Another example of this trend includes social media depictions of men performing makeup tutorials on themselves such as those popularized by makeup company owner Jeffree Star. In the December 2020 issue of Vogue magazine, musical artist Harry Styles became the first man to appear solo on the cover, and he did it wearing a Gucci dress paired with a double-breasted cropped tuxedo jacket. Later photos in the spread reveal more clearly the many traditionally feminine features of the long dress such as abundant ruffles of lace dotted with black bows. His motivation he cited for wearing the dress was a symbol of tolerance, creativity and breaking away from stereotypes with a message that one’s choice of clothing does not symbolize masculinity or femininity.
Another example of a person that regularly blurs the lines of gender norms in clothing and style is musical artist Doja Cat. In January 2023, she attended Paris Fashion week where she stepped out at the Schiaparelli fashion show with her skin covered from head down to her arms with more than 30,000 red glimmering Swarovski crystals and all red clothing, boots and jewelry - a very feminine and eyecatching look.
Then she attended the Viktor and Rolf fashion show with buzz-short hair paired with faux eyelashes to form pronounced eyebrows, mustache, and goatee overall depicting a more androgynous look. Her intent seemed more playful rather than pioneering; she relayed via a Tweet that her lash-centric look was motivated in response to fan feedback that she wasn’t wearing eyelashes in the former, Swarovski laden look that took so much effort and artistry.
Regardless of intent, I find looks such as these thought-provoking; when I see these images and videos, it triggers an inner dialogue in which I find myself evaluating my own mental construct of what defines masculinity and gender norms. Does our own fashion sense really define ourselves and our gender? And does masculinity even need a definition? Or can it just exist without a society approved definition? After all, each and every one of us encompasses attributes of both qualities in varying degrees regardless of our biological identity. Therefore, perhaps masculinity and femininity manifest in real life in a spectrum much like human emotions and the many other attributes that define our personal identification of self.

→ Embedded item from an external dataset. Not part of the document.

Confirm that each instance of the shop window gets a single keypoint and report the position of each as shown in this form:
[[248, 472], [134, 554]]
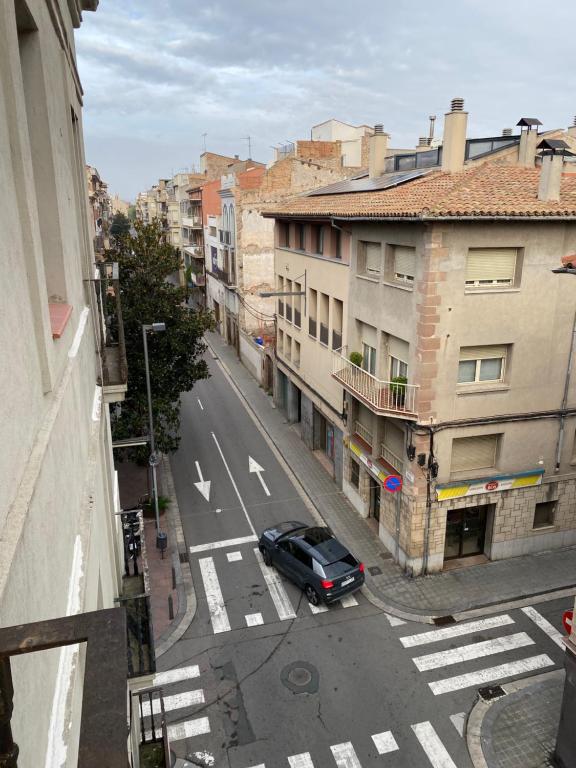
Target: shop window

Looking further back in time, there have been many examples over decades and centuries of feminine attire making its way into men’s fashion often as a reverberation of underlying shifts in gender roles. More recent figures like Prince and David Bowie come to my mind or as far back as the ancient Greeks who wore long, draped dresslike togas. Then it could be that what I am noticing today are just examples of the inevitable ebb and flow of fashion trends and societal norms. Maybe we are not truly in a cultural flux, but these are just depictions media uses as a tactic to catch our attention. Conversely, it could be a true reflection of the mainstream with intent to blur the historical definitions of masculinity as an outright rejection of the historical gender norms and particularly traditional masculinity. If it’s the latter, masculinity and conversely femininity could merely be obsolete social constructs that are no longer relevant to modern society. While I have posed these many questions that may or may not have clear answers to any given person, I do think it is clear that biology does not define masculinity, femininity or lifestyle.